Open kouvel opened 2 years ago
Tagging subscribers to this area: @mangod9 See info in area-owners.md if you want to be subscribed.
Author: | kouvel |
---|---|
Assignees: | - |
Labels: | `area-System.Threading` |
Milestone: | 7.0.0 |
What are the hot stacktraces? Would it be better to get rid of this lock in the offending places instead?
From the history I have, it was apparently contention in the type loader, under JIT_GenericHandleClass / JIT_GenericHandle_Framed, probably during startup. I don't have any history on whether an RW lock would benefit over a simpler lock in this case. It may be possible to create a small test case to show the issue and measure.
JIT_GenericHandleClass / JIT_GenericHandle_Framed
Hmm, g_pJitGenericHandleCache
that backs implementation of these APIs is lock-free for read and it does not use SimpleRWLock.
Here's a longer caller stack that I have from before:
- SimpleRWLock::EnterRead
- LoaderAllocator::GetDispatchToken
- VirtualCallStubManager::GetCallStub
- Dictionary::PopulateEntry
- JIT_GenericHandle_Framed
- JIT_GenericHandleClass
SimpleRWLock::EnterRead in that case was using about half the CPU time of CLRLifoSemaphore::Wait, which seemed to be high
If the dispatch token hashtable is hot in some scenarios, we should be able to switch it to be lock-free on read hashtable.

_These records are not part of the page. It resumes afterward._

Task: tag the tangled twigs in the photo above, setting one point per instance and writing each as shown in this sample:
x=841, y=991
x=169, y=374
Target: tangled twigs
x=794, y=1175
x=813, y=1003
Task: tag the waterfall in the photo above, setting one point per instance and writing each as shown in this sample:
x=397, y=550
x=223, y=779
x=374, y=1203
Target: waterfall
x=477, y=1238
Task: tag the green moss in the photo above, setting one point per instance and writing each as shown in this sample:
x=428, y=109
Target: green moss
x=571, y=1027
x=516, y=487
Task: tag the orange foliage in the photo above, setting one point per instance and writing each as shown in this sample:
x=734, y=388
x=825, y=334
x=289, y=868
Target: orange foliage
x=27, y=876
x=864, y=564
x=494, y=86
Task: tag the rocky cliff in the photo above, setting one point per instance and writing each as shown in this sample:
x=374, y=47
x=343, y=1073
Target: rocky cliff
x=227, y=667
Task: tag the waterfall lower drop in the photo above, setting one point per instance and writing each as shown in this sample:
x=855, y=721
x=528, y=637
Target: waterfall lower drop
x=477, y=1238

I believe we only use a SimpleRWLock
in those cases when creating/working with a FatDispatchToken, and I removed the need for fat dispatch tokens on 64 bit platforms with PR #65045. My guess is that we probably don't have this particular problem with this callstack on X64 or Arm64 platforms anymore.
SimpleRWLock
seems to be a purely spin-wait-based data structure, with long spin-waits between attempts. In some cases during contention the spin-waiting CPU time is showing up near the top of methods in exclusive CPU time spent. It should be possible to tweak the spin-waits to be shorter, and maybe also back-off to a full wait in some cases.